I cannot help but wonder: when exactly did originality become a bad thing in Hollywood?
Look at the last few years. Almost every major ‘event’ picture to come out of Tinsel Town has been a remake, reboot, sequel, prequel or based on a book/comic/TV show/game/line of action figures/dirty limerick. The same goes for Hollywood’s more artistic side. Oscar-baiting films are all seemingly adaptations of books or ‘based on a true story’. So the inevitable question is: why? At what point did originality become a sin?
The problem seems to be that ever since film budgets ballooned to the point where any one of them could bankrupt the studio, producers have become very squeamish about taking a chance with new ideas. Anything that the suits are willing to sink money into has to have an existing fanbase so that there is a good chance of recouping the hundreds of millions of dollars sunk into the production. Taking a risk on a new idea is, frankly, too much of a risk.
The problem is, sooner or later the soulless machine that is Tinsel Town is gonna run out of source material. The prime example is this year’s heartless remake of RoboCop. Of all the films in existence that could be remade, they settled on bloody RoboCop!? If you listen carefully you can hear Paul Verhoven turning in his grave and he’s not even dead yet! It’s not even like the suits who authorised this travesty of a film gave a damn about the source material. RoboCop now leaps about like Super Mario despite weighing as much as a VW Golf; the whole origin story and supremely visceral depiction of mob violence at its worst is restructured for a 12A audience; and, perhaps worst of all, the entire subtext of raising a middle finger at corporate America was gone.

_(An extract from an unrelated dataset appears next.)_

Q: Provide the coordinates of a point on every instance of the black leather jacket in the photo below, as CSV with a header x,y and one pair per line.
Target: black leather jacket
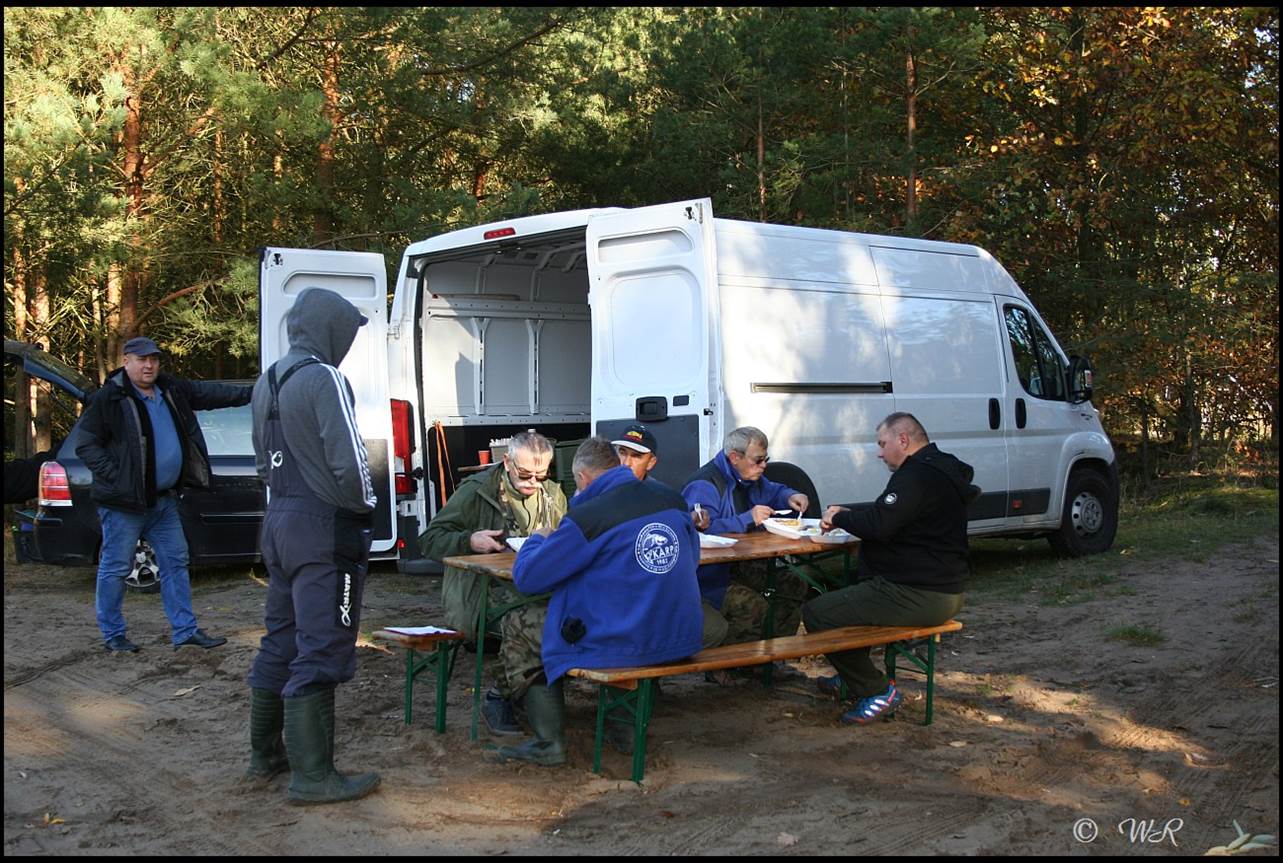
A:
x,y
116,430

The result? A mediocre actioner about a cyborg lawman that would’ve been far better received if it only had a different sodding name.
Sadly, it’s hugely unlikely that something like The Matrix would be made today. Two unknown filmmakers pitch an insane idea about reality being a computer programme and want $63 million? I think I can guess what the answer would be: two words, and the second would be ‘off’. Since only film-makers with a proven record of serious return are ever allowed a personal project these days (Cameron, Spielberg, the Wachowskis, nobody else), there is little chance of any truly original film-making hitting our screens. Sadly, for every original film that breaks through from the indie scene there is a director who will inevitably end up doing the same film in numerous iterations for the rest of their career. Speaking as an aspiring writer, it would be nice if the powers-that-be took a chance on some new ideas. Remember, apart from George Lucas’s mate Steven Spielberg nobody thought Star Wars would ever make any money.
Now if anybody needs me, I’ll be sucking up my hypocrisy and awaiting The Winter Soldier like an excited kid on Christmas Eve…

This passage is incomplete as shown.